Mixing multiple patterns in a room can be intimidating: Will this plaid clash with that zebra stripe? Are two floral prints one too many? Yet layering patterns gives a room a unique depth and richness. What’s more, your choice of patterns and the way you use them make a space uniquely you. A room that features a cheetah-print sofa complemented by floral pillows and damask curtains makes a very different statement from a room with the same sofa paired with kente-cloth pillows and palm-frond wallpaper.
Fortunately achieving your ideal medley of patterns is fairly simple. Below, a few tips that will have you mixing prints like a pro.
Blues and whites add cohesiveness to this mélange of patterns. Complementing the Sidney Room Screen in Hugh Chambray and the Bryn Sofa in Essie Stripe Chambray, both of which are One Kings Lane exclusives, are a variety of exclusive pillows.

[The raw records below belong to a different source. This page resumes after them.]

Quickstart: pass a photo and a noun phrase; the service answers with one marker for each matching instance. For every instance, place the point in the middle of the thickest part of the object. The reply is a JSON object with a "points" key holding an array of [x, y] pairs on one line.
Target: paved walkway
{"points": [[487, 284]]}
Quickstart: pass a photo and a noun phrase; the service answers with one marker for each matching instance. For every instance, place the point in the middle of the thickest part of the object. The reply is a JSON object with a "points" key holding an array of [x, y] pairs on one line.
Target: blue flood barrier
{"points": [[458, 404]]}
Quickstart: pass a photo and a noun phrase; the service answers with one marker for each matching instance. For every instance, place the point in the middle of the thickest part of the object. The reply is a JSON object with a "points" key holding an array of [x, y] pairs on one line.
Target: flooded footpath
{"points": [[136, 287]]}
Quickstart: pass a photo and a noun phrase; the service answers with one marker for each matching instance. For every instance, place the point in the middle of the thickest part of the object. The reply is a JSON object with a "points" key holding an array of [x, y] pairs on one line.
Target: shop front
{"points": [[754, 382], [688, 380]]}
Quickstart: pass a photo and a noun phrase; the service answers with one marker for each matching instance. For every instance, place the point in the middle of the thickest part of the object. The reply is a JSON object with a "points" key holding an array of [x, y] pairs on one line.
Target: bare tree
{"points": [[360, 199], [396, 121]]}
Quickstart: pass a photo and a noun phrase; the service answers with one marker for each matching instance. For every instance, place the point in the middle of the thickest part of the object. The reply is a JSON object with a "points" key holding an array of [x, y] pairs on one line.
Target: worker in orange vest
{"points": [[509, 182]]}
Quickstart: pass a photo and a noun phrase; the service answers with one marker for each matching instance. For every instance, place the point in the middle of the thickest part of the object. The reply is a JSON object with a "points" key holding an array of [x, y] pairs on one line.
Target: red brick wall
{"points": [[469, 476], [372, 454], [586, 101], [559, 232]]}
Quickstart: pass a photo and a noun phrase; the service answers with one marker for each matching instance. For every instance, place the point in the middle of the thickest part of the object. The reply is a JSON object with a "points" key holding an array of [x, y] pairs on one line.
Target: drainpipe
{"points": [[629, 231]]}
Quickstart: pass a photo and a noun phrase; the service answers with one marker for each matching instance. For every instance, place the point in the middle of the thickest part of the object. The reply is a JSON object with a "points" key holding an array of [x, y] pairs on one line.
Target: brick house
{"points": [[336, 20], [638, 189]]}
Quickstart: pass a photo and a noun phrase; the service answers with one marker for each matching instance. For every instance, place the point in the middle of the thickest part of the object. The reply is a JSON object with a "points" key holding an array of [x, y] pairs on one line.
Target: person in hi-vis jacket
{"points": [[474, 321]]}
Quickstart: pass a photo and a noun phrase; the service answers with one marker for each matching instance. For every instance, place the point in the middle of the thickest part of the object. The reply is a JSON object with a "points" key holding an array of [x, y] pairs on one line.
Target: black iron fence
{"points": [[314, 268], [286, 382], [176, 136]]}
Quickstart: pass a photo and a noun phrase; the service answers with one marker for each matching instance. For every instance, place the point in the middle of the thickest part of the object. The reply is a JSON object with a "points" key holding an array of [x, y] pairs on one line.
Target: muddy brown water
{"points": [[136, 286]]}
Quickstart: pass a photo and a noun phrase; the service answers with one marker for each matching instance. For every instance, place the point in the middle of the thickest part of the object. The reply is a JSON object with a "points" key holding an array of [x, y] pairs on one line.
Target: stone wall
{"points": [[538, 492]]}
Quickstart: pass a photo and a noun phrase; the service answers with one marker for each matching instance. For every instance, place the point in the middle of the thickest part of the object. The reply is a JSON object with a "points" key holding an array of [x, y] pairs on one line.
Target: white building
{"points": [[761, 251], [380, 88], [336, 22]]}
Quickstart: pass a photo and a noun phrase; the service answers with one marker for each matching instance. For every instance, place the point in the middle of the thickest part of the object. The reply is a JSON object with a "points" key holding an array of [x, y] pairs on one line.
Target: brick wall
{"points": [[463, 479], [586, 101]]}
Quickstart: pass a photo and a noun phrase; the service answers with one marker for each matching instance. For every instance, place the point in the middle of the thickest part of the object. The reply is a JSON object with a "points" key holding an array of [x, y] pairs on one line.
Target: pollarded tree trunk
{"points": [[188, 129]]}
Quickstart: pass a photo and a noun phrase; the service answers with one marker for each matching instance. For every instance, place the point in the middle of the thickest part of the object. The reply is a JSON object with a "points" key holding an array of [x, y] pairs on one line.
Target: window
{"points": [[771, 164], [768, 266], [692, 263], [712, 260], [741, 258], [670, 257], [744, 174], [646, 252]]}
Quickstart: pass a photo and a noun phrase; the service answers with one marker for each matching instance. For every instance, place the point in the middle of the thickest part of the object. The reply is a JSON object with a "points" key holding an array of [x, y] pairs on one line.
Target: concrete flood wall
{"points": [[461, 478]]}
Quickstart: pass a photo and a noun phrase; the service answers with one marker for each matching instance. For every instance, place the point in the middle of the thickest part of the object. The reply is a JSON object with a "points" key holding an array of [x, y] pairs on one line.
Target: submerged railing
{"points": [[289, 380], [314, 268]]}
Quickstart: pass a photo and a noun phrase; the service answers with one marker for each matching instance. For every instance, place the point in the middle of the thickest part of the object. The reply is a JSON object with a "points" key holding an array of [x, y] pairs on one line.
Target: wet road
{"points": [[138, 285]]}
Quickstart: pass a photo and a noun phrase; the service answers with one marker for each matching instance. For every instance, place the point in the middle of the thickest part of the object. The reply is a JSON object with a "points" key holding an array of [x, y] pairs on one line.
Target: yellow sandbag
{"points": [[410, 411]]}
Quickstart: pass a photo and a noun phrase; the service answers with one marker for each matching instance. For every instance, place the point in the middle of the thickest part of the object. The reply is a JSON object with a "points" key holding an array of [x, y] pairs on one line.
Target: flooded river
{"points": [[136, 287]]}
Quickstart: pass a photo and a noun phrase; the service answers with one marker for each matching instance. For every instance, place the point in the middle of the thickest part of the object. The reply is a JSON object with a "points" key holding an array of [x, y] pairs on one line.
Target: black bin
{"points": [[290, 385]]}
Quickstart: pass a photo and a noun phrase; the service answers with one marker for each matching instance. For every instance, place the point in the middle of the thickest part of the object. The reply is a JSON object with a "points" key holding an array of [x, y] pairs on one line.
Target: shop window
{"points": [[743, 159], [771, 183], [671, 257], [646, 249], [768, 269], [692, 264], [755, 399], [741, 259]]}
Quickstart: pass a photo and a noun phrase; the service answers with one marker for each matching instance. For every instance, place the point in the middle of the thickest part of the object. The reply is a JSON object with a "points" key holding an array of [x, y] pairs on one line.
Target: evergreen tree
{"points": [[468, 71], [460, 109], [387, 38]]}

There are at least a dozen patterns in this room, but the varied scale and the cohesive palette keep things harmonious. Room by Madcap Cottage. Photo by Tony Vu.
• Use one or two colors to tie your patterns together. Stripes, dots, ikats, and florals that all include, say, moss green will maintain a certain cohesiveness. That common color doesn’t have to be the most prominent in each print, however. Maybe the moss green is the primary color of a bedroom’s striped headboard and dotted quilt but more of an accent in the floral curtains and ikat chair.
• Vary the scale of your prints. Oversize geometrics and oversize florals and oversize dots can, well, overwhelm. Oddly enough, so can tiny florals alongside skinny stripes and itty-bitty dots. When you vary the scale of your prints, the tighter patterns read almost as a neutral in comparison with the bolder ones. This enables you to use a larger-scale pattern to draw attention to a particular piece. (Our exclusive Palette tool, incidentally, allows you to vary both the colors and the scale of eight patterns on a variety of headboards, seating, pillows, and more.)
• Feel free to go big with prints in small spaces. In fact, some designers suggest that the pattern-wary start by introducing prints into petite rooms. Patterns, particularly larger ones, can make a small powder room, reading nook, or guest room feel more spacious—or at least distract from its minimal proportions. (And if you end up hating how it looks, it’s easier to redo a small room than a large one.)
• If you love it, go for it. Forget what anyone else says: So long as you enjoy your mix of colors and patterns, you got it right!
A tight palette and a common inspiration—Indian block prints—make this bedroom vignette serene rather than distracting. The Aurora Headboard in Vine Botanical Ochre is exclusive.